Les archives de l'année 2001 - Juin

De: Michel MONOT <magui@offratel.nc>
À: Liste PMEV <pedagogie-maitrise@yahoogroups.com>
Objet: [PMEV] Pour les infatigables
Date : lundi 25 juin 2001 06:51

Pour les infatigables comme pour ceux qui sentent fondre leur fatigue à
l'approche des vacances, une petite analyse (parfois critique) d'un
documment du CNED sur l'espace scolaire. S'ils ont encore le courage de
réagir sur un point ou deux, leur avis me sera très précieux.

Merci.

MM
  
Un espace étriqué  
Qui entre dans une classe est frappé du territoire exigu (1) dont disposent les élèves. Une chaise, un bureau, le tout sur une surface de moins d’un mètre carré. Et il est fréquent que dans certaines classes, l’enseignant ne puisse circuler entre les tables, tant le cocon est plein. Qui inventera un jour des bureaux superposés à la manière des lits, peut espérer un marché! Les éthologues ont montré sur les rats, qu’en en disposant un nombre toujours plus grand dans le même espace, se développent des réactions d’agressivité (2).
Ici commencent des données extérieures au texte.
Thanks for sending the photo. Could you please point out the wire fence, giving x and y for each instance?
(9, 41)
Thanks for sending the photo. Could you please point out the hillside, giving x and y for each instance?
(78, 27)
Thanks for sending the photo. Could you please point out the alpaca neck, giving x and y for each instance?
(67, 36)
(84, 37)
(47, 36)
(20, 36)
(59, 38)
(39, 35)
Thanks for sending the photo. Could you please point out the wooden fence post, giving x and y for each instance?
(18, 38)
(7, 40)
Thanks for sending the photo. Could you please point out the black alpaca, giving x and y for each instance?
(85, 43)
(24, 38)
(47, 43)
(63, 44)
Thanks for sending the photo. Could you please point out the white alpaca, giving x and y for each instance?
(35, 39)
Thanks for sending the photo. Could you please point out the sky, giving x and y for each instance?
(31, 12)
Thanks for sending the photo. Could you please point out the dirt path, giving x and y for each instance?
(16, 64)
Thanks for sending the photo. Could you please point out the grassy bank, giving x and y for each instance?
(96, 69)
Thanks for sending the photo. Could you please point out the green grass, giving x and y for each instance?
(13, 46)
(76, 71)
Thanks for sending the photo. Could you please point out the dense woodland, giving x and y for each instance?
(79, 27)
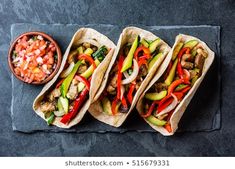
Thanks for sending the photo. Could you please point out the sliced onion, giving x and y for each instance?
(187, 74)
(133, 75)
(122, 91)
(59, 113)
(67, 71)
(170, 107)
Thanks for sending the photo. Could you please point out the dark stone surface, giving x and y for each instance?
(203, 113)
(175, 12)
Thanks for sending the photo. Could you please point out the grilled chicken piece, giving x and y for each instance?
(82, 68)
(202, 52)
(185, 63)
(47, 107)
(199, 62)
(113, 84)
(73, 90)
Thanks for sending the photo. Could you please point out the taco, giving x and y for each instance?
(138, 55)
(164, 101)
(66, 98)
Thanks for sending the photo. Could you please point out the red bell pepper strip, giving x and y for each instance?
(186, 74)
(168, 70)
(169, 115)
(114, 105)
(174, 84)
(131, 90)
(168, 127)
(87, 58)
(124, 102)
(59, 83)
(150, 110)
(179, 95)
(185, 89)
(77, 105)
(83, 80)
(119, 78)
(142, 61)
(146, 52)
(179, 67)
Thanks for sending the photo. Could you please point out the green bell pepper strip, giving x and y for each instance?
(51, 119)
(100, 53)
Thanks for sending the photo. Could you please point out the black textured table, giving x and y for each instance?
(206, 143)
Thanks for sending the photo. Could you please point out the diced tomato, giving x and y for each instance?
(28, 50)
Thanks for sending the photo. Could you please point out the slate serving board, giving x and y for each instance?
(202, 114)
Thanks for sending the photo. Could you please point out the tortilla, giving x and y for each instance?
(179, 110)
(127, 36)
(82, 35)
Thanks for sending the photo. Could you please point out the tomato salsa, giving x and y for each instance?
(34, 58)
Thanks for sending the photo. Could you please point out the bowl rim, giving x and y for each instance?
(49, 38)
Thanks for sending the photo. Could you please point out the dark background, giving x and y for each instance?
(176, 12)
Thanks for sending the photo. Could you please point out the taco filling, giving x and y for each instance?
(71, 89)
(184, 69)
(135, 60)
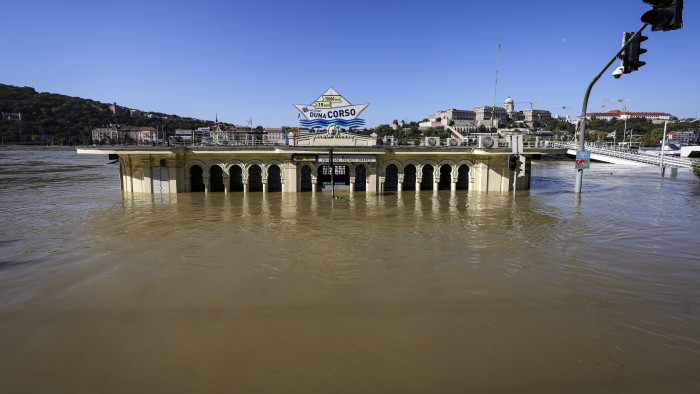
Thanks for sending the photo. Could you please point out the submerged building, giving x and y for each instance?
(303, 166)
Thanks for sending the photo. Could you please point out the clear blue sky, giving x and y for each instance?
(254, 59)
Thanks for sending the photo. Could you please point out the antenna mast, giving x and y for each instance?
(495, 88)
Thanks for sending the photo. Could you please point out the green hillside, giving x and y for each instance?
(53, 118)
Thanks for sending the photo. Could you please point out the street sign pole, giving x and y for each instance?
(330, 162)
(582, 127)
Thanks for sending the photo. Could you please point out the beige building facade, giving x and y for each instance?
(359, 167)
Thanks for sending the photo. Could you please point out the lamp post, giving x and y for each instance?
(663, 147)
(582, 129)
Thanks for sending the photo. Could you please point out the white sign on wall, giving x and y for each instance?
(331, 108)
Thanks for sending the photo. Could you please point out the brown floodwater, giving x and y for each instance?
(407, 292)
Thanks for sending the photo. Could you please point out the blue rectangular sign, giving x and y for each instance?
(583, 160)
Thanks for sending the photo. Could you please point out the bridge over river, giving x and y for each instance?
(623, 156)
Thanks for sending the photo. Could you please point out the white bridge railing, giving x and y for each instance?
(625, 154)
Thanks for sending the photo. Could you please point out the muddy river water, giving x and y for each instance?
(407, 292)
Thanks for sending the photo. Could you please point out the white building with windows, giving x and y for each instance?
(484, 115)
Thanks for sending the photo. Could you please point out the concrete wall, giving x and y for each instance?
(488, 170)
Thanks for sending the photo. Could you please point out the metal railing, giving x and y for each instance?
(627, 154)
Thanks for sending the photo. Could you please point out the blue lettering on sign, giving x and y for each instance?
(340, 113)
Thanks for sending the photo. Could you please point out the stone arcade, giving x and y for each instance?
(360, 166)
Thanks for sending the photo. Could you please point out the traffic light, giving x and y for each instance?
(512, 162)
(666, 14)
(630, 57)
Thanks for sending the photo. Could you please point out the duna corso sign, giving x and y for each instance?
(331, 108)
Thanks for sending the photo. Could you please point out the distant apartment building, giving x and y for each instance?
(119, 133)
(11, 116)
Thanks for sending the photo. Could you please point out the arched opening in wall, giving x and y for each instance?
(236, 179)
(445, 177)
(463, 177)
(409, 177)
(360, 178)
(196, 179)
(255, 178)
(306, 185)
(427, 180)
(216, 177)
(274, 179)
(391, 180)
(342, 175)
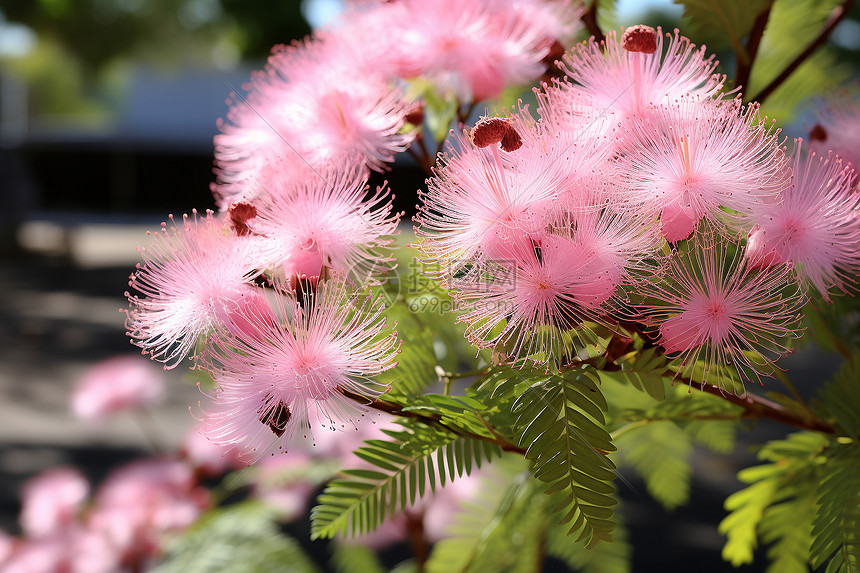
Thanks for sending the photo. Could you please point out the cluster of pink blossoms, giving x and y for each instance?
(263, 295)
(339, 98)
(121, 528)
(637, 192)
(631, 198)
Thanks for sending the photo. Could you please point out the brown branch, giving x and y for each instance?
(589, 18)
(434, 420)
(757, 407)
(836, 16)
(742, 76)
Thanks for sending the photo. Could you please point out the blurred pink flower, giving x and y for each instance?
(191, 271)
(52, 500)
(474, 49)
(116, 385)
(632, 83)
(138, 503)
(815, 226)
(206, 456)
(838, 130)
(267, 382)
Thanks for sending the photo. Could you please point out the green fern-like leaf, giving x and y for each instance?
(241, 538)
(349, 558)
(836, 529)
(604, 558)
(660, 453)
(841, 399)
(787, 528)
(794, 471)
(564, 436)
(417, 459)
(499, 529)
(721, 23)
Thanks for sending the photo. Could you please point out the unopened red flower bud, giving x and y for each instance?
(489, 130)
(818, 133)
(240, 213)
(640, 38)
(512, 140)
(492, 130)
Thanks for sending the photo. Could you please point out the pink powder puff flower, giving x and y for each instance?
(815, 226)
(524, 305)
(838, 130)
(316, 102)
(482, 200)
(631, 83)
(188, 275)
(324, 220)
(710, 306)
(141, 502)
(207, 457)
(117, 385)
(52, 500)
(695, 158)
(474, 49)
(309, 357)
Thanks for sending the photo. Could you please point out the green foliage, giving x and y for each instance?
(836, 528)
(659, 452)
(417, 459)
(562, 428)
(722, 23)
(644, 370)
(792, 26)
(797, 465)
(499, 529)
(603, 558)
(350, 558)
(841, 398)
(505, 528)
(243, 538)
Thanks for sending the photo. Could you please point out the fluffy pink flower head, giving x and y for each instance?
(116, 385)
(482, 200)
(693, 158)
(302, 357)
(815, 226)
(528, 302)
(324, 220)
(52, 500)
(838, 130)
(189, 273)
(475, 48)
(315, 103)
(141, 502)
(631, 82)
(709, 306)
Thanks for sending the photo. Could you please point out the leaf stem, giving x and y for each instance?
(757, 407)
(742, 77)
(833, 20)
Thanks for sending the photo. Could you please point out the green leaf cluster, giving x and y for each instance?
(415, 460)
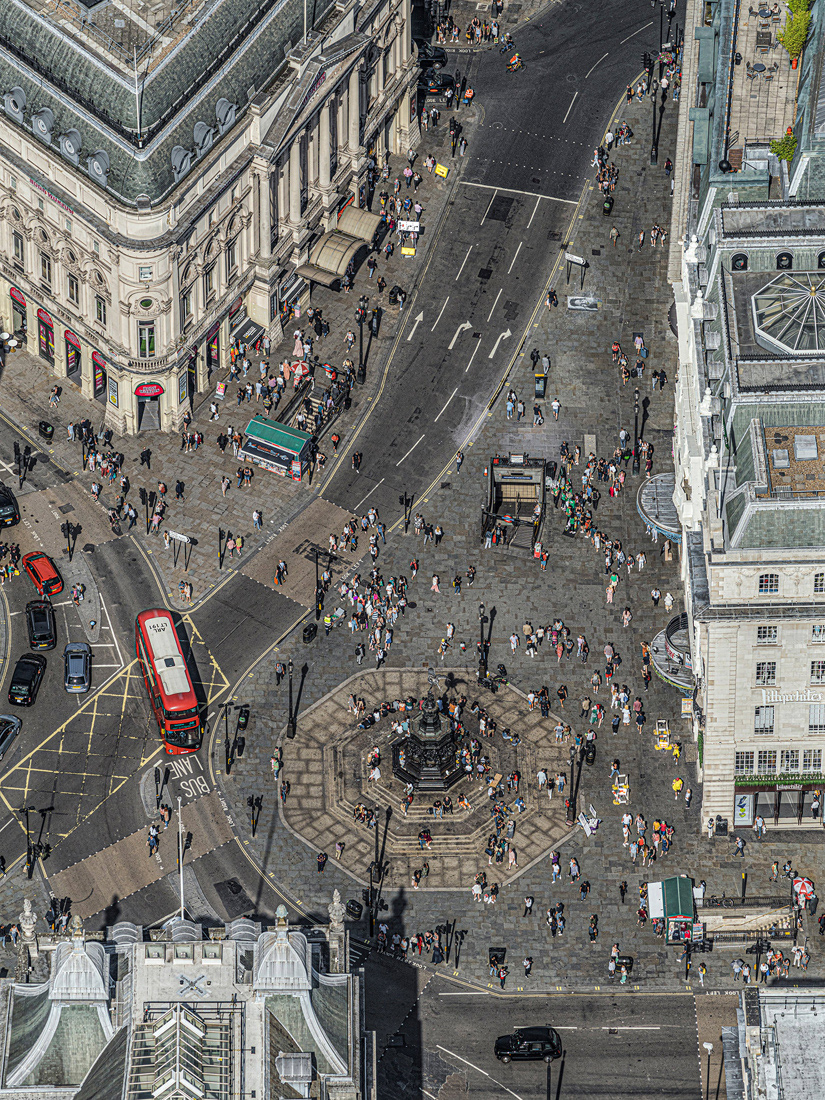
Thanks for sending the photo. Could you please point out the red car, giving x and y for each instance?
(43, 572)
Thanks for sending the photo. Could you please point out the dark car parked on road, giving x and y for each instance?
(529, 1044)
(41, 625)
(25, 679)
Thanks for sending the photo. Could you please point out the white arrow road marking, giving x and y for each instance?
(418, 321)
(461, 328)
(439, 316)
(504, 336)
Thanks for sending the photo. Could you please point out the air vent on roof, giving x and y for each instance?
(204, 136)
(14, 102)
(70, 145)
(43, 124)
(226, 114)
(180, 162)
(98, 164)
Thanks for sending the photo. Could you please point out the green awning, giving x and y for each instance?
(277, 435)
(679, 898)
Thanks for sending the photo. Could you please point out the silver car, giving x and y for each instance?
(9, 728)
(77, 668)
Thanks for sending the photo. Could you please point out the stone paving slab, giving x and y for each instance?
(297, 545)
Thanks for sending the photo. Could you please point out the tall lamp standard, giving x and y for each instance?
(290, 669)
(482, 648)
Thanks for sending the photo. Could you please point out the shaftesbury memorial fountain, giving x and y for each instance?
(428, 756)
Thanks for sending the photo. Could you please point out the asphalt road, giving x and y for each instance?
(506, 222)
(615, 1045)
Les difficultés de la communication proviennent aussi des effectifs scolaires. Quel temps de parole (3) est encore possible dans le cas de l’apprentissage d’une langue étrangère avec une classe de première de trente cinq élèves ? Moins de deux minutes évidemment en une heure de cours. (1) Il est difficile de définir les normes souhaitables et, dans ce domaine, le "mieux" n'est jamais un luxe. Sans demander l'impossible, la PMEV a ses propres exigences : elle nécessite un minimum de possibilités de circulation pour accéder dans de bonnes conditions aux fichiers de travail.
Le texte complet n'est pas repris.